Praemium Imperiale für Fischer-Dieskau

«Dieser Preis ist eine große Ehre. Er zeigt mir selbst, dass ich noch da bin. Schließlich habe ich seit 1992 nicht mehr auf der Opern- oder Konzertbühne gestanden», sagt Dietrich Fischer-Dieskau. Der bedeutende Berliner Sänger bekommt für sein Lebenswerk den «Praemium Imperiale» der Japan Art Association. Mit 15 Millionen Yen (ca. 129 000 Euro) ist er der weltweit am höchsten dotierte Kunstpreis. Er wird am 23. Oktober von Prinz Hitachi an Sigmar Polke (Malerei), Giuliano Vangi (Skulptur), Norman Foster (Architektur) und Jean-Luc Godard (Theater/Film) verliehen. Fischer-Dieskau kann den Preis in Tokyo nicht persönlich entgegennehmen. «Ich darf aus gesundheitlichen Gründen nicht mehr so weit fliegen. Dabei bin ich den Japanern besonders eng verbunden», sagt der 77-Jährige. Zwischen 1963 und 1991 hat Fischer-Dieskau mindestens einmal im Jahr in Japan gesungen.

Der aktive Künstler ist weiterhin als Dirigent, Maler, Autor und Pädagoge tätig. Im November erscheint im Berliner Henschel-Verlag seine Hugo-Wolf-Biografie. Jetzt arbeitet er an einem Buch über Goethe.

«Ich habe Fischer-Dieskau schon in den Vierzigerjahren in Verdis ¸Don Carlos´ gehört - und seitdem immer wieder», erzählt Alt-Bundespräsident Richard von Weizsäcker der Berliner Morgenpost. Als Mitglied des internationalen Beraterkommitees der Japan Art Association hat er den Sänger für den Preis vorgeschagen. «Einen Nobelpreis gibt es im künstlerischen Bereich nur für die Literatur. Deshalb ist dieser große Kunstpreis von so immenser Bedeutung», so der Politiker.

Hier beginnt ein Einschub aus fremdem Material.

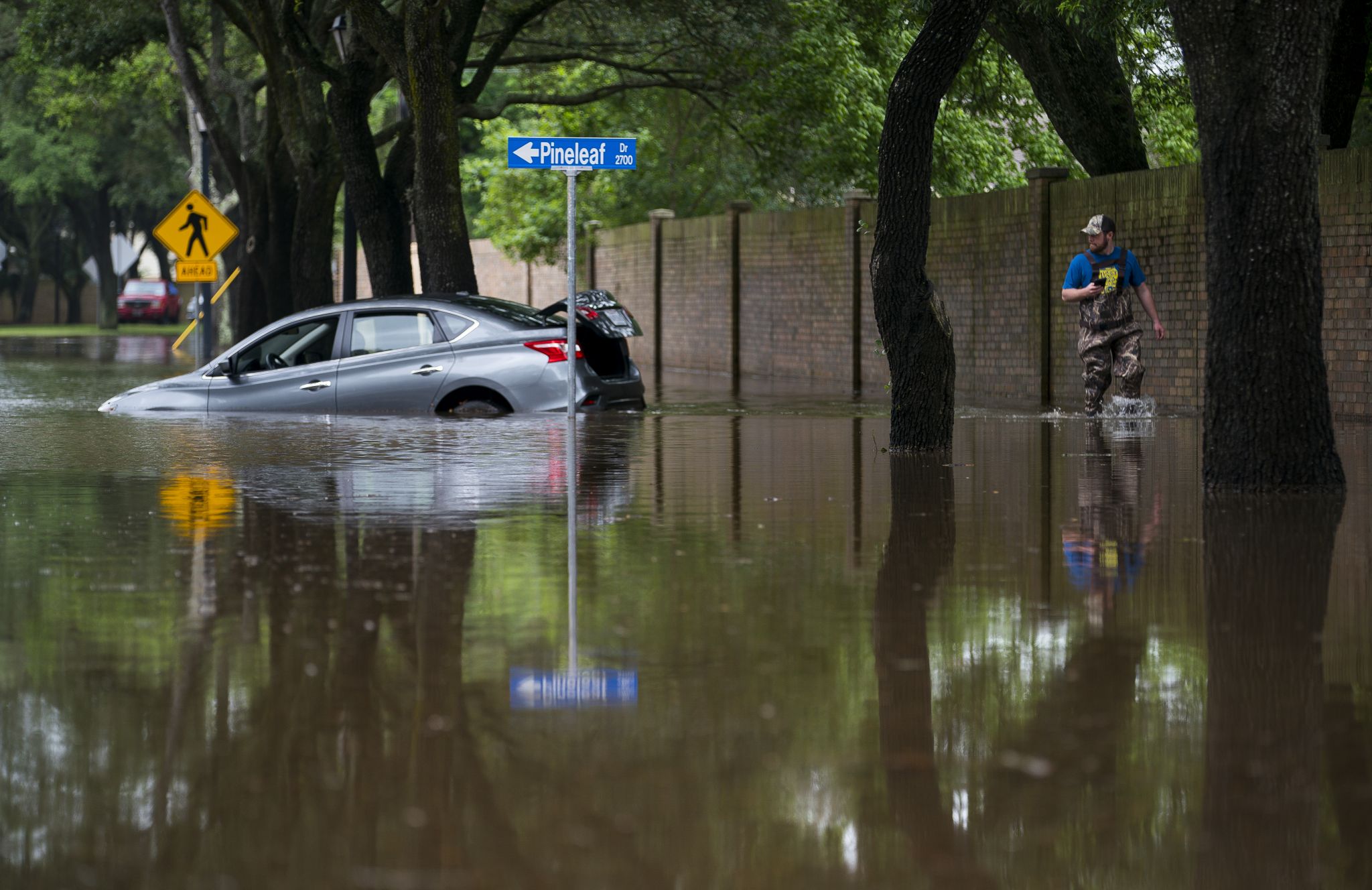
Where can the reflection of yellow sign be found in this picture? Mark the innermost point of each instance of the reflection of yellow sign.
(196, 271)
(198, 503)
(195, 230)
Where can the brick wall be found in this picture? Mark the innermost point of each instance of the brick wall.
(796, 296)
(43, 310)
(983, 257)
(1347, 229)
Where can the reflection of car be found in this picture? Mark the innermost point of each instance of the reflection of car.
(454, 353)
(151, 300)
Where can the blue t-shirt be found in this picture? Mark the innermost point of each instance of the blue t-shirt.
(1079, 273)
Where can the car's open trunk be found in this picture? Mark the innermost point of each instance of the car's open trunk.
(608, 357)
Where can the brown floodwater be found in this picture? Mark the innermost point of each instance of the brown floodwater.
(315, 653)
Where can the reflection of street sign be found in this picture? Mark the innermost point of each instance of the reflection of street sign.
(537, 690)
(586, 153)
(196, 271)
(198, 503)
(195, 230)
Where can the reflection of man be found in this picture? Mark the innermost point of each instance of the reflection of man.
(1106, 551)
(196, 223)
(1109, 338)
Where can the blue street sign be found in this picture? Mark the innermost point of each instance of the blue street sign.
(585, 153)
(535, 690)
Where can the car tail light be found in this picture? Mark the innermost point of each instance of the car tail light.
(556, 351)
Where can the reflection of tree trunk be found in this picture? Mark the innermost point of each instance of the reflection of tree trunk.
(1267, 587)
(918, 552)
(1351, 777)
(1073, 738)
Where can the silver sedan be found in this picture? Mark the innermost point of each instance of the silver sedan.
(456, 353)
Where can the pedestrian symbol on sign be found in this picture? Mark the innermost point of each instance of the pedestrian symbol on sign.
(195, 221)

-mig 2002 © Berliner Morgenpost 18.09.2002

 

Im Land der aufgehenden Ohren

Dank an Japan: eine Begegnung mit dem Praemium-Imperiale-Preisträger Dietrich Fischer-Dieskau

Höher hinauf geht’s nicht, selbst für einen, der Zeit seines Künstlerlebens ganz oben stand: Am Dienstagabend wurde Dietrich Fischer-Dieskau, der kultisch verehrte Lied-Interpret, der vielseitige Opernstar, der berühmteste Bariton des 20. Jahrhunderts, von Richard von Weizsäcker zum diesjährigen Preisträger des „Praemium Imperiale“ in der Sparte Musik ausgerufen. Jährlich fünf Mal 129 000 Euro für fünf Auserwählte hängen an der von der Japan Art Association gestifteten Prämie und machen ihn damit zur höchst dotierten Kultur-Auszeichnung weltweit, zum „Nobelpreis der Kunst“.

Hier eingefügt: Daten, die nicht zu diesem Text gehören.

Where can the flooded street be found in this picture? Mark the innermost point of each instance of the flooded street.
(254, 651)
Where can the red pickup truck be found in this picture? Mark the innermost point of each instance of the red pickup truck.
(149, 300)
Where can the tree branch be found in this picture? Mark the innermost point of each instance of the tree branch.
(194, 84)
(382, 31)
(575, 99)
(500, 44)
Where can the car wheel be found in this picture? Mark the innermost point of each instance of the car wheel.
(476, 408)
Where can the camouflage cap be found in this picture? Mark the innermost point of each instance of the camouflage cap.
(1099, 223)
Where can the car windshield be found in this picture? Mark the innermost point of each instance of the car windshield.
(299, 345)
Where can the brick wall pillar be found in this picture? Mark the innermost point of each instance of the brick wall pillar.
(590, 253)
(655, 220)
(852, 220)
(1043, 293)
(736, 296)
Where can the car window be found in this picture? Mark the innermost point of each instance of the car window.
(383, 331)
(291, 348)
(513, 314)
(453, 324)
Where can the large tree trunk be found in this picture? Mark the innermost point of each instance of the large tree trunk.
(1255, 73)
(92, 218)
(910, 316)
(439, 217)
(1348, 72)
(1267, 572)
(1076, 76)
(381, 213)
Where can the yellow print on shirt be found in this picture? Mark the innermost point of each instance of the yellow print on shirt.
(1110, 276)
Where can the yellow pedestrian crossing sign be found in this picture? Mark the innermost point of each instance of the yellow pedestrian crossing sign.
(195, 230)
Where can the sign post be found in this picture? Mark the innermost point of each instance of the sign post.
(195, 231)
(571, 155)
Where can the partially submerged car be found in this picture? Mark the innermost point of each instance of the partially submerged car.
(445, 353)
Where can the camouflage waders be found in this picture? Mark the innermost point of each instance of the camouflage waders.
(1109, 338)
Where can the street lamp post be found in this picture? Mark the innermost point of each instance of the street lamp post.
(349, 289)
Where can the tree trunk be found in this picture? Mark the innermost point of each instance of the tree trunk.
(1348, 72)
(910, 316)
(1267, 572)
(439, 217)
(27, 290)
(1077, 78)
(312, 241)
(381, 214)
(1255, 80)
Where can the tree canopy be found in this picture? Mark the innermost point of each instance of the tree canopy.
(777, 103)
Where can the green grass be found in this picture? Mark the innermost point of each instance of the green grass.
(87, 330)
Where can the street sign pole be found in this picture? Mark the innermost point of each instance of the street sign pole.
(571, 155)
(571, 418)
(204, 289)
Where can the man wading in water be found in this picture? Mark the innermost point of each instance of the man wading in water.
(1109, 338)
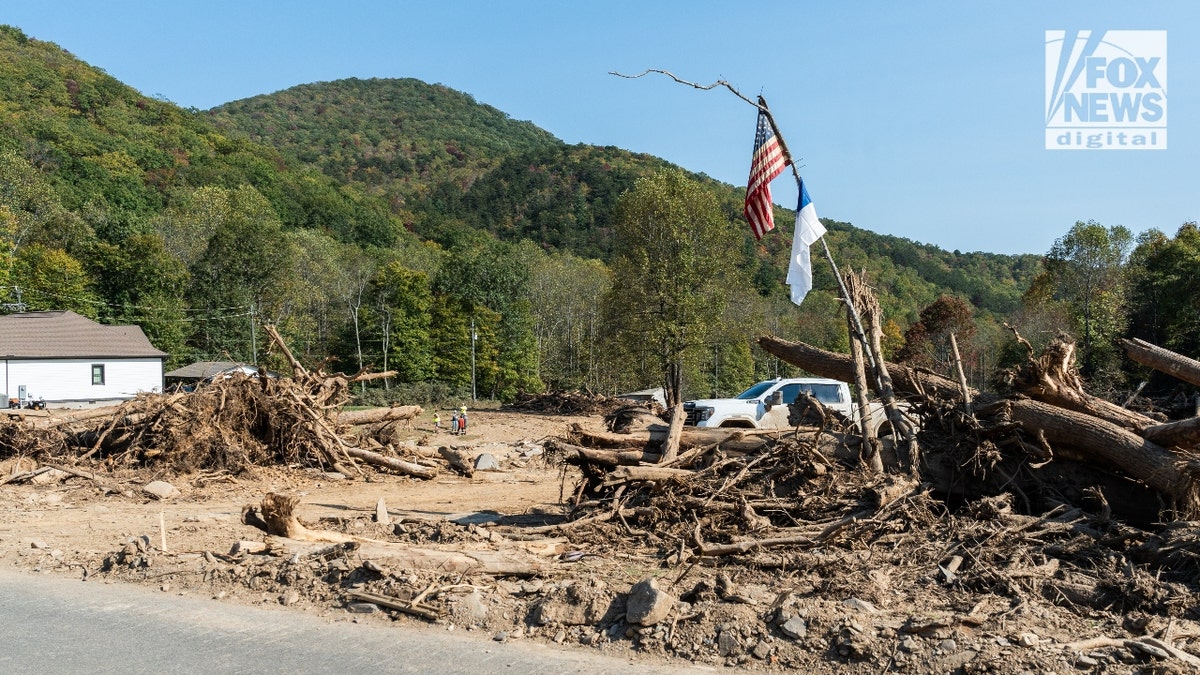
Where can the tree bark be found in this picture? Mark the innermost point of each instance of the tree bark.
(457, 460)
(1185, 434)
(675, 432)
(1097, 438)
(652, 440)
(840, 366)
(1163, 360)
(391, 464)
(378, 414)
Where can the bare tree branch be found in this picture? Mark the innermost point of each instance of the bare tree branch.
(703, 87)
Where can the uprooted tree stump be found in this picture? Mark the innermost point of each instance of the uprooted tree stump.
(227, 424)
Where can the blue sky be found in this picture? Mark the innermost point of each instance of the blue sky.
(918, 119)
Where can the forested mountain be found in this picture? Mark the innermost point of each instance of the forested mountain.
(381, 220)
(483, 171)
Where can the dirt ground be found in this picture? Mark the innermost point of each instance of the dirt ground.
(582, 586)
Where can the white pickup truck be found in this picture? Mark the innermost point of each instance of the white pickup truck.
(765, 405)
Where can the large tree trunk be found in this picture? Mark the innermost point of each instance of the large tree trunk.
(1083, 434)
(1051, 378)
(1096, 438)
(840, 366)
(1163, 360)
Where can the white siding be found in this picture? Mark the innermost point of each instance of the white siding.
(67, 382)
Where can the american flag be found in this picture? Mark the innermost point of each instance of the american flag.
(768, 162)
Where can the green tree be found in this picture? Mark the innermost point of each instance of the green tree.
(142, 284)
(1165, 288)
(51, 279)
(670, 275)
(400, 312)
(1085, 269)
(927, 342)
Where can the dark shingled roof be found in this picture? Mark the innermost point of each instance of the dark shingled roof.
(66, 335)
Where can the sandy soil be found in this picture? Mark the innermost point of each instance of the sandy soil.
(585, 586)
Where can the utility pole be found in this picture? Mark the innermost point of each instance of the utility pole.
(253, 338)
(473, 338)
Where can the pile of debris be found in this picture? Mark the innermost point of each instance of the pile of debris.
(229, 424)
(569, 402)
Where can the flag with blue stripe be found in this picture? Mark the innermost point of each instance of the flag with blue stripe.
(808, 231)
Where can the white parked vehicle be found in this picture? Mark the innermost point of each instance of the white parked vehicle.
(765, 405)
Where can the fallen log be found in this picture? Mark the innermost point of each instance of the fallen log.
(1183, 434)
(276, 515)
(391, 464)
(450, 561)
(652, 440)
(1116, 447)
(575, 454)
(840, 366)
(1163, 360)
(395, 413)
(415, 609)
(1051, 378)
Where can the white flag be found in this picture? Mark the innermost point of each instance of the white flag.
(808, 231)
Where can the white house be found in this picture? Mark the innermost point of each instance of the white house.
(70, 360)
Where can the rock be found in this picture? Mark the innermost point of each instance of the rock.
(795, 628)
(859, 604)
(160, 490)
(473, 604)
(247, 548)
(727, 644)
(762, 650)
(486, 461)
(382, 517)
(647, 604)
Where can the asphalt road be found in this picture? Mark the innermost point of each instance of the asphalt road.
(53, 625)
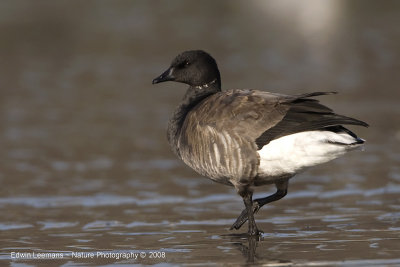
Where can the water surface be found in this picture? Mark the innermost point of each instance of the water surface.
(85, 167)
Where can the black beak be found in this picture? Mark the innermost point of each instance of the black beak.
(166, 76)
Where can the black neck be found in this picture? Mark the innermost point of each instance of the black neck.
(194, 95)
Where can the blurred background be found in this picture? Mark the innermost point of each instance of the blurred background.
(82, 131)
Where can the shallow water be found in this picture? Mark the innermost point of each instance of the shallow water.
(86, 172)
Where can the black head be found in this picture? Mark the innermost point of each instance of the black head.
(195, 68)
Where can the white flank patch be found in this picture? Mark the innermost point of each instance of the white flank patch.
(292, 153)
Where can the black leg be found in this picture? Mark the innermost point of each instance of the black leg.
(258, 203)
(247, 199)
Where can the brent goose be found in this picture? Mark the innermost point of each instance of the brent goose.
(247, 138)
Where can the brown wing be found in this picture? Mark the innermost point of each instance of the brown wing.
(218, 135)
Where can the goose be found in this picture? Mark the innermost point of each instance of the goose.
(247, 138)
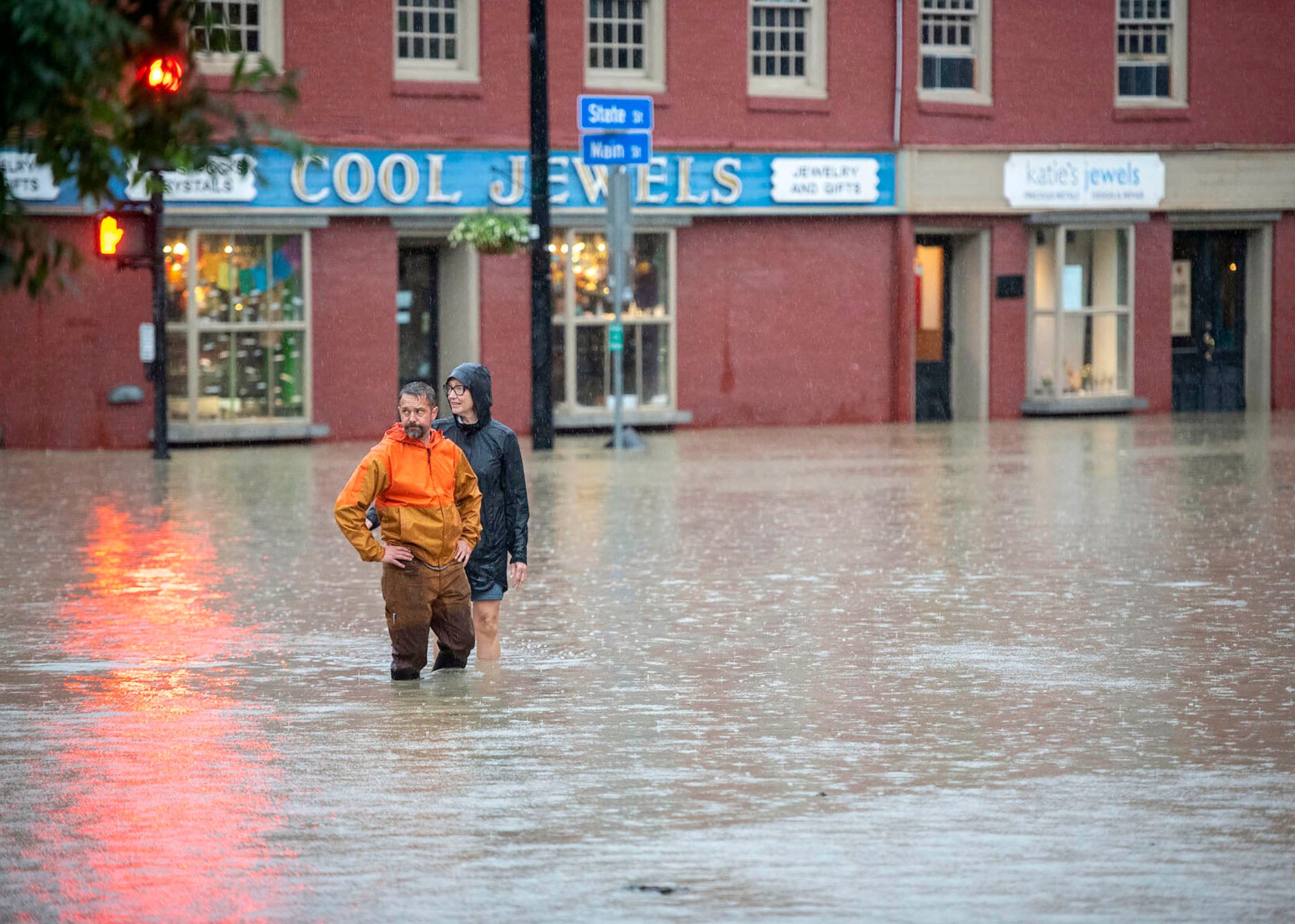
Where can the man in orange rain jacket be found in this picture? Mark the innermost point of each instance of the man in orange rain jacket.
(429, 507)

Das kann selbst einem Meistersinger die Sprache verschlagen: Nein, ein Freudenliedchen habe er nicht geträllert, als er von seiner Nominierung erfuhr, erzählt ein völlig gelöst wirkender, wie von innen heraus strahlender Fischer-Dieskau beim Gespräch im Wintergarten des Hotel „Adlon“ kurz vor der Feierstunde. Es sei ein Gefühl zwischen Beklommenheit und Glückseligkeit gewesen. Mehr noch als die anderen Preisträger des Jahres 2002 – Sigmar Polke im Bereich der Malerei, Giuliano Vangi (Skulptur), Norman Foster (Architektur) und Jean-Luc Godard (Theater/Film) und das European Union Youth Orchestra (Förderpreis) – verbindet Dietrich Fischer-Dieskau eine intensive Beziehung mit dem Land, aus dem der Preis kam: 1963 trat er zum ersten Mal in Japan auf, bei einem Gastspiel der Deutschen Oper Berlin. Wenn der Sänger davon spricht, er sei „eine Zeit lang“ sogar „fast so etwas wie eine Kultfigur“ auf der fernöstlichen Insel gewesen, untertreibt Dietrich Fischer-Dieskau in der ihm eigenen zurückhaltenden Art. Die Begeisterung, die er damals mit seinem Gesang auslöste, hält bis heute an.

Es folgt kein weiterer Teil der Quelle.